Moth Theatreis a small-scale freestanding plywood theatre fitted with a video feedback system and ultra-violet lighting. Standing in a pool of its own radiance, it is theatre for moths by moths.

Insects are drawn to the miniature cinema where their image is filmed and fed back to the same screen, generating pattern and unwitting choreography. Moth Theatre plays with the nature of spectacle across the species divide. Drawn by the same light and image as the insects, the human observer is able to eavesdrop on this evolving and autonomous performance.

Moth Theatre was commissioned for the Latitude Festival 2010 in Suffolk, UK and was the first winner of the Latitude Contemporary Art Award. It was show also at Serralves em Festa, Porto.

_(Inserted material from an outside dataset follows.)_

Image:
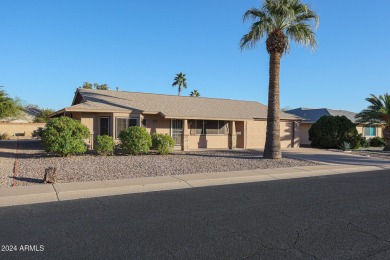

VIDEO MOTH THEATRE LATITUDE 2011

Counterpointer

Counterpointer

Counterpointer is a score for live performance, recorded video and live music commissioned in response to Situationist International and the legacy of Guy Debord. It was performed live in Paris and Glasgow 2017 with citizens of the cities who made spontaneous responses to unplanned locations using handbells.  The live space, the city outside it and the pre-recorded videos assemble into an unrepeatable concert of gesture and sound.

Commissioned for Reviewing Spectacle by the University of Kent and presented at How to Drift, CCA Glasgow (2017) and Théâtre de l’Échangeur, Bagnolet (2017)

Wild Car

Wild Car

WILD CAR is a 75minute film shot in the winter of 2019 from an improvised rail vehicle, the Wild Car. The footage, captured on iPhone 7, follows narrow-gauge railway tracks across Europe from the rail-side houses of Kent in England to the north of Denmark and to the south of Sardinia (via Poland) and joins it together in a single mesmeric journey. The viewer is taken across what seems to be an impossibly empty and almost imaginary landscape. This is Europe in bardo – suspended in its own atmospheres. It is a trauerarbeit, a work of mourning made in the year of Brexit, that both laments and celebrates the scale and weight of Europe in the detail of its small geographies.

WILD CAR was commissioned by Creative Folkestone and Sardegna Film Foundation and supported by Arts Council England. Screenings include GROUNDED Film Festival (2022), Fotofestival Łódź (2022), Creative Folkestone (2020).